Première séquence de répétitions

Une semaine dans des conditions presque de luxe, nourries, logées, bien nourries, bien logées, et le tout gratuitement, c'est rare, c'est luxe. Ma mère nous a accueillie dans sa maison, à la campagne pour cette première partie du travail. Nous avons répété dans le garage, espace de taille moyenne convenant bien à l'intimité nécessaire des premières répétitions, suffisamment grand pour pouvoir bougé sans être gêné.

Tout les matins, le training pour se mettre en route, marche soutenue dans la campagne environnante, avec travail sur la mémorisation du texte. Il fait beau, la lumière du petit matin est belle, les villageois du coin nous regarde un peu comme d'étranges créatures...

Retour dans notre antre, nous triturons le texte pour en extraire le suc. Je pinaille sur tout, insatiable d'entendre la bonne musique.

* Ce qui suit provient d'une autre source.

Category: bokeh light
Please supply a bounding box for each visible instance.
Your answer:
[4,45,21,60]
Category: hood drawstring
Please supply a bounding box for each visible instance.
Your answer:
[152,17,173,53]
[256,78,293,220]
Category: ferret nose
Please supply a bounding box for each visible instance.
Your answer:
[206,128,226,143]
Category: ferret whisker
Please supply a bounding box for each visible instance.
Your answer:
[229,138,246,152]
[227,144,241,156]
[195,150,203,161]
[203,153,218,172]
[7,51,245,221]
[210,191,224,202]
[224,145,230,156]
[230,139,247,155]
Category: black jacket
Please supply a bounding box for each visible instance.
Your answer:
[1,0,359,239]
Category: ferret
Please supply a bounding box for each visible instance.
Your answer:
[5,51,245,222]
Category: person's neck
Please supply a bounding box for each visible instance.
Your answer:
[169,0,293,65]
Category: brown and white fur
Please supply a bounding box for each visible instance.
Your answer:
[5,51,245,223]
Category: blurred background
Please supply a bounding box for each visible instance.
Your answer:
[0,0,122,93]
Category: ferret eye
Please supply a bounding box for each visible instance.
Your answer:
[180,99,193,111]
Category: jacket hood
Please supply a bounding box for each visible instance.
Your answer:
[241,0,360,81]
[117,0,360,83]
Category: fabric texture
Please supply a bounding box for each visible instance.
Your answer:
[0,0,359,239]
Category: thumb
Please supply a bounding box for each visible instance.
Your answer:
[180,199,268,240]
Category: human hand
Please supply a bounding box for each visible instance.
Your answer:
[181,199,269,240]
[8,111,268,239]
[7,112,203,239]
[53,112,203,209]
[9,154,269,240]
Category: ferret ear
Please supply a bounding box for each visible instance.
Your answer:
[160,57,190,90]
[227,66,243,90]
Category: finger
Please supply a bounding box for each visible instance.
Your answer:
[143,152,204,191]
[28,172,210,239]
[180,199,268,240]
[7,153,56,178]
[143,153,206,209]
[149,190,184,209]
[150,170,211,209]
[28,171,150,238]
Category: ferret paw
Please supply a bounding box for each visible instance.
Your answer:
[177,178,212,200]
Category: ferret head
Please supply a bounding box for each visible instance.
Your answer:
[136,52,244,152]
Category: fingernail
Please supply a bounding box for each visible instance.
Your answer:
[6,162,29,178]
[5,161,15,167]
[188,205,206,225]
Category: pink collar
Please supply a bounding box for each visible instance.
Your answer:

Ce texte se révèle être une partition, j'aurai pu le chapitrer comme des mouvements "allegro, andante, piano, pianissimo..." La comédienne se plie à mes exigences avec générosité, pas un acte d'impatience, pas un regard de frustration. Pourtant je sais, je devine son envie, son besoin de prendre le large, mais nous savons toutes deux que c'est trop tôt.

Tout es là, en latence, nous sentons les prémisses, le potentiel de ce que nous allons raconter, le but s'éclaircit encore, le chemin se trace. Confiance, magnifique confiance dans ce que nous entreprenons, du bonheur beaucoup. Je savoure l'efficacité, la rapidité avec laquelle la comédienne capte mes commandes, car c'est bien cela que je fais : "Un peu de sel là, un peu de sucre ici, met moi donc un parfum d'ironie dans cette détresse, j'aimerai bien qu'ici tu te brises, cristalline et trouble". Elle annote son texte, me sourit comme pour me dire "mais bien sur", reprend là où je l'ai arrêtée, et j'entends plus que je ne vois mon menu servi. Il est encore miniature, mais il est là, il va grandir.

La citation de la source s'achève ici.